From: Andrew C. West (email@example.com)
Date: Thu Jun 05 2003 - 05:23:57 EDT
On Wed, 4 Jun 2003 18:11:48 -0500 , "Mount, Rob (Robert F)" wrote:
> I am investigating differing behavior in various environments of the
> wide-character version of the C function isAlpha with respect to
> character U+30FC KATAKANA-HIRAGANA PROLONGED SOUND MARK.
> The UNICODE documents seem abiguous on this point: the General
> Catetory is "Lm" which, although informative instead of normative,
> would seem to imply that it is alphabetic; likewise
> DerivedCoreProperties-4.0.0.txt indicates that it is alphabetic; but
> PropList-4.0.0.txt contains two records - one indicating that it is
> a diacritic, one that indicates it is an extender.
U+30FC (KATAKANA-HIRAGANA PROLONGED SOUND MARK) is, I would say, identical in
function to U+02D0 (MODIFIER LETTER TRIANGULAR COLON) that is used to indicate a
long vowel in IPA. Both U+30FC and U+02D0 are signs that are appended to a
character representing a vowel to indicate that it is a long vowel sound.
Both U+30FC and U+02D0 have a General Category of "Lm" (Modifier_Letter), and in
PropList.txt are included under the Extender property. However only U+30FC is
also included under the Diacritic property. Likewise, U+1843 (MONGOLIAN LETTER
TODO LONG VOWEL SIGN), which has a similar function to U+30FC, is classified as
an Extender but not as a Diacritic.
The definition of "Extender" in UCD.html is :
"Characters whose principal function is to extend the value or shape of a
preceding alphabetic character. Typical of these are length and iteration marks."

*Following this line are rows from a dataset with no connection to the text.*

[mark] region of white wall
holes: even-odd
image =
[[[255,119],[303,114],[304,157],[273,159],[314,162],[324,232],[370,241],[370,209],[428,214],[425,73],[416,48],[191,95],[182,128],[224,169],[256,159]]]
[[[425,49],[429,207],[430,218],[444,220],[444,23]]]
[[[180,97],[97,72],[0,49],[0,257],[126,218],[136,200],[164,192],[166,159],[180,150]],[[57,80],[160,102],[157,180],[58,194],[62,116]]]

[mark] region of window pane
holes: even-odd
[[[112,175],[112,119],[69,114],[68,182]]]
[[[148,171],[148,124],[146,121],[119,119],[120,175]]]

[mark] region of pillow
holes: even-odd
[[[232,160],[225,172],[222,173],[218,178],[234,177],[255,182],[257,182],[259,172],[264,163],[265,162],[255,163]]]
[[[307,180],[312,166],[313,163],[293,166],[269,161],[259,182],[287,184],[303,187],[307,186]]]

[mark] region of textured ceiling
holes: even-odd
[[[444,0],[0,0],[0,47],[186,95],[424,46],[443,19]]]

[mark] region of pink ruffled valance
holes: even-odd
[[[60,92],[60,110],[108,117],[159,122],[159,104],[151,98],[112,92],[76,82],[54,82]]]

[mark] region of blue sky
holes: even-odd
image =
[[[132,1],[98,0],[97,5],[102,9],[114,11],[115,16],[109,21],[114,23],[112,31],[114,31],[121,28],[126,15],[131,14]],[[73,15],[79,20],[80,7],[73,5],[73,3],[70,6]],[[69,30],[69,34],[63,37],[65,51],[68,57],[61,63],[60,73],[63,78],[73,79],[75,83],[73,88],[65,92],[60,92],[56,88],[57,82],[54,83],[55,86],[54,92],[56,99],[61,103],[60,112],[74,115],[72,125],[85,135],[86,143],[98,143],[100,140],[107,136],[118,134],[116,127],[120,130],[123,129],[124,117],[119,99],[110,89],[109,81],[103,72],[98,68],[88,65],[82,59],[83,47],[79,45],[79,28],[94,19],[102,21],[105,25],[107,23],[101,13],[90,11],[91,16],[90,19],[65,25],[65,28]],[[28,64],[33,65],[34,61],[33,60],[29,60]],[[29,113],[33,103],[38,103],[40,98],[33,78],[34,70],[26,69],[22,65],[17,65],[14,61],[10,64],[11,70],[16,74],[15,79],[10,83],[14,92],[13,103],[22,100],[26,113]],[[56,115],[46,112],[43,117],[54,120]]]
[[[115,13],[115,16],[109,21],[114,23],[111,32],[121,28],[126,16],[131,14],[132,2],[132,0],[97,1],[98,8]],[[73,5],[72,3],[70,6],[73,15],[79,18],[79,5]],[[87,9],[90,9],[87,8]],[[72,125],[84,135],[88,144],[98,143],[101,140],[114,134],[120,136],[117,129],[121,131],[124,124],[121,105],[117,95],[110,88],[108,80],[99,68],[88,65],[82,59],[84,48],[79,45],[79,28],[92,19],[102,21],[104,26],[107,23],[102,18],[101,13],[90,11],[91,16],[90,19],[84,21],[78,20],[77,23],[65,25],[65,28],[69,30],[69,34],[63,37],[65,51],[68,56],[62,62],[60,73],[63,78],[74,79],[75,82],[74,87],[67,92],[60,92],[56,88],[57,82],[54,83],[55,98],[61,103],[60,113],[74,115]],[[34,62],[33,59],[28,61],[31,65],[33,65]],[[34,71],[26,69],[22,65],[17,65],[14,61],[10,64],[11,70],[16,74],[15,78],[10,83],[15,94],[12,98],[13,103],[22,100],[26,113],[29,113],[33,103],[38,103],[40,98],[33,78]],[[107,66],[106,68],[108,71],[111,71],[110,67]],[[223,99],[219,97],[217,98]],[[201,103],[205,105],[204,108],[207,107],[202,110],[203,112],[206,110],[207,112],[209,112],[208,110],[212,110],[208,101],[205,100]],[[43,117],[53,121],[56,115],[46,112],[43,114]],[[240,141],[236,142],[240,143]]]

U+30FC, U+02D0 and U+30FC are indeed all "length marks", and are rightly
classified as Extenders.
But why then is U+30FC alone also classified as a Diacritic (according to
UCD.html "Characters that linguistically modify the meaning of another character
to which they apply") ? As far as I am aware U+30FC does not "linguistically
modify the meaning of another character" other than lengthen a preceding vowel.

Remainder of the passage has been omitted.